Monday, June 27, 2022

Pulled Pork AAR

So yesterday I smoked a pork butt.  It came out really well but I thought I'd follow up.

One weirdness was the probe thermometer seemed to get stuck at 133 degrees.  After an hour without any increase in temperature I got the meat thermometer which showed 145 - 150.  So I finished using that which meant a lot of opening the grill.

Another weirdness was that the temperature stopped going up after 6 or 7 hours.  This may have been because the weather clouded over and the outside temperature dropped.  I double wrapped the pork in foil and finished it in the oven at 300 degrees.

It had a nice dark bark which was nicely but not overly smoky.  It was nice and juicy (thank you, Mr. Brine!).  I now have a bunch of containers that are in the freezer.  All in all, it was a good experience.  You would only do it on a lazy summer day when you have 8 hours to mess around with things, but it was as good BBQ as I've had down here in Florida.  Winning!


B said...

your lack of temp rise may have been simply the meat starting to dry.

SiGraybeard said...

I've been waiting to see if you did a follow up post on how it came out. Good to hear you were happy with it.

Go to a barbecue website and search on "the stall." It's pretty much a normal part of the process. I see the stall at about 160 to 165 on my thermometers. It can take hours to start going up again. IIRC, this is when the connective tissue that makes meat tough is breaking down, and the process absorbs heat (endothermic?).
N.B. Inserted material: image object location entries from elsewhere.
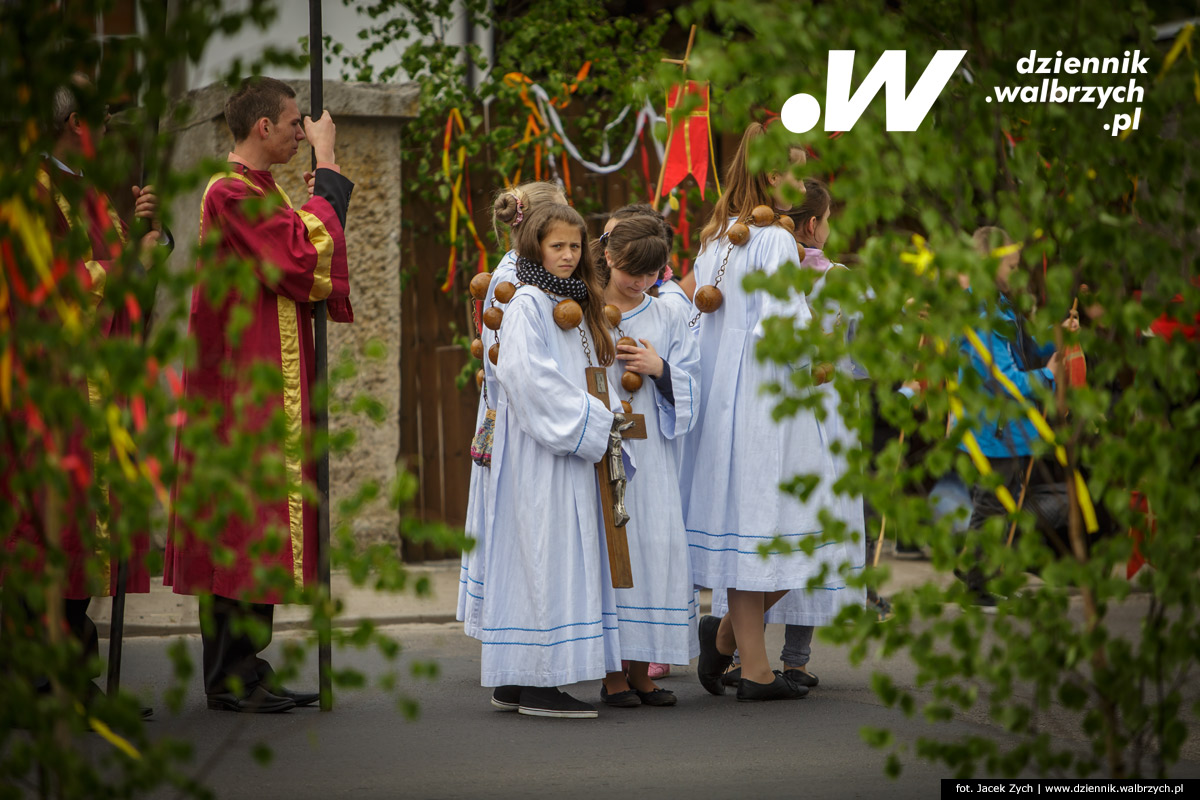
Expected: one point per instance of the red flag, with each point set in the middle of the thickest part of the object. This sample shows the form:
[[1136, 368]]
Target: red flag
[[688, 142]]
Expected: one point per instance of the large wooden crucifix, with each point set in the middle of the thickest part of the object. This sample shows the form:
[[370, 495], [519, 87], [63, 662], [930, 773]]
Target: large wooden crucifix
[[611, 477]]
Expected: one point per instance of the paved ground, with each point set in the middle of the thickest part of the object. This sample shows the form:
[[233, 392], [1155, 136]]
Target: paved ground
[[461, 747]]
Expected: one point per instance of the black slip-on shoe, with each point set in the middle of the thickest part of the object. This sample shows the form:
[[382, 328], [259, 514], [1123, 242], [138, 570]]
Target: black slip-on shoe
[[781, 689], [549, 702], [712, 663], [627, 699], [299, 698], [259, 701], [507, 698], [661, 697], [802, 678]]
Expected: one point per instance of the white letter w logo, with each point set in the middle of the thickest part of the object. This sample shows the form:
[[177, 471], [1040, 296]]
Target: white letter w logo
[[802, 112]]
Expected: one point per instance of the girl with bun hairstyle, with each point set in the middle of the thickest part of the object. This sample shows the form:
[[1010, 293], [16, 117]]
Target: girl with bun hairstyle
[[510, 208]]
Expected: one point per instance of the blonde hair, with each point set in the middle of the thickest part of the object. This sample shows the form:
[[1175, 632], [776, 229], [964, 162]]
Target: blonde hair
[[743, 190], [511, 205]]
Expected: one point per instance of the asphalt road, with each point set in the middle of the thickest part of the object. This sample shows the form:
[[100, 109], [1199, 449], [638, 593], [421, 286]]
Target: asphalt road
[[460, 747]]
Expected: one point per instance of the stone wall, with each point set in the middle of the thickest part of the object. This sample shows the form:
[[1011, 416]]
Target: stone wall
[[369, 119]]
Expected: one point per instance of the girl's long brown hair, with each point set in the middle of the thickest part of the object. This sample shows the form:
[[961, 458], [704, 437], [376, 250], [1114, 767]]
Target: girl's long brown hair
[[527, 241], [743, 190], [636, 246]]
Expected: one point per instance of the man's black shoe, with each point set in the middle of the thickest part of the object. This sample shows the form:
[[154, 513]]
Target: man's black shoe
[[299, 698], [259, 701], [507, 698], [781, 689]]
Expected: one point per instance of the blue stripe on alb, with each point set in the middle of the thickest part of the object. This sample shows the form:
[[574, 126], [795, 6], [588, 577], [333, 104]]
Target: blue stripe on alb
[[733, 549], [543, 630], [636, 312], [705, 533], [587, 414], [469, 578], [545, 644], [691, 408]]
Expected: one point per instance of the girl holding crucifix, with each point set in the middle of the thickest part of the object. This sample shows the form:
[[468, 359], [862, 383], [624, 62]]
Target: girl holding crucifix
[[657, 377], [547, 615]]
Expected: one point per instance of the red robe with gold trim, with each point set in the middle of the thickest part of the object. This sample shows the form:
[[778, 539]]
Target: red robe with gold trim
[[91, 565], [300, 258]]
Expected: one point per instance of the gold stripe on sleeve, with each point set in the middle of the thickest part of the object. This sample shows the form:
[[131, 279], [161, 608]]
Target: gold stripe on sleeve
[[321, 239], [293, 410]]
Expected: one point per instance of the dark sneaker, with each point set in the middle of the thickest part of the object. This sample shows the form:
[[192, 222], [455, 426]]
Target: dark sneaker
[[663, 697], [627, 699], [299, 698], [781, 689], [712, 663], [259, 701], [802, 677], [507, 698], [549, 702]]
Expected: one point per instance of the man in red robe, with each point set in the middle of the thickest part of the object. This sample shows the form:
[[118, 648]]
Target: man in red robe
[[84, 539], [299, 258]]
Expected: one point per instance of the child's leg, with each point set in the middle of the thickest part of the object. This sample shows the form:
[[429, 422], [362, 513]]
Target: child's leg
[[616, 681], [747, 609], [797, 645], [640, 677]]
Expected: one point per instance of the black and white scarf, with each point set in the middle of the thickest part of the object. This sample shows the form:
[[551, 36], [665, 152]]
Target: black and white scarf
[[535, 274]]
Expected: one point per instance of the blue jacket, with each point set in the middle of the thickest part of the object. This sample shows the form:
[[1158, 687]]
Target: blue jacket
[[1007, 438]]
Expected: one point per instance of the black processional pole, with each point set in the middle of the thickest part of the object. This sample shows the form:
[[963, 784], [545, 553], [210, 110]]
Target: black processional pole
[[321, 410]]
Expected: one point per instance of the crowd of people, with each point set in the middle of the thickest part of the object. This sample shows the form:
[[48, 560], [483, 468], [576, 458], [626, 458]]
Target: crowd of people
[[600, 371], [702, 485]]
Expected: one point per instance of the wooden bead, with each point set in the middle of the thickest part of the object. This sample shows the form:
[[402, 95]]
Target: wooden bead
[[479, 286], [568, 314], [492, 318], [738, 234], [504, 292], [708, 299], [762, 215], [612, 314]]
I use an electric smoker that isn't as macho a heat source as yours, but have cranked up the chamber temperature from 225/230 to 250. Even then, I've had 8-10 lb. pork butts take 14 hours and some more like 16 hours.

Birdchaser said...

The temp not moving is called the stall, perfectly normal just leave it alone it will take off again.
I gave up on temp probes a long time ago. My Weber will run 10/12 hrs, then I wrap the butt in aluminum foil then an old towel & into a cooler for an hour or so , perfect everytime. I don't keep track of the meat temp just the smoker.

TheWagoner said...

You hit what is known as the plateau. At 165° the fibrous material resists breakdown and absorbs all of that heat. It takes a few hours to break through that plateau and get to the desired temp of 195° of doneness. Pull the butt off at that point and wrap in foil then towels, then into a styrofoam cooler for about an hour. All I learnt about smoking butts was from the website/forum the smoke ring. Not wanting to start a war in here, but the seasoning comes from the choice of wood and not the rub. Texas que is heavy on post oak, and I love that taste in my briskets. For east coast/VA/nc cue, I use half hickory and half oak.
One reality of facts I have discovered over my many years of enjoying lots of different bbq is that restaurants that have great meat don't have good sauces. If you smoke great bbq, you don't need sauce. Those places with really good sauces? Likely to have really good sides too!!

Wayne said...

You smoked a pork butt? Where did you find the rolling papers big en?

Old NFO said...

SiG et al are correct. Stalling is normal... and frustrating!

Murphy(AZ) said...

Here at the Old Folks Home, we smoke meat (pork butt, brisket, ribs, sausage, poultry,) year-round. Summer heat or Winter cold have little effect on the need for smoke in old people's diets.

And Cole slaw. Gotta have Cole slaw.

And smoked beans.

DANG! Now I'm hungry!

Chris Nelson said...

Notes on large pieces of meat. After 5 to 7 hours, you aren't going to get much more smoke flavor on the meat and you will have a decent bark. So save the wood, wrap the meat and finish it off in the oven unless you want the extra hassle.

West Texas folks use mesquite wood on their pits and smokers. It's the favor of my childhood.

The guys are right about the stall. You should always have more than one decent thermometer if you are smoking. A good thermometer also comes in handy if you are reverse searing steaks and such. Best way to do steak IMHO and Alton Browns.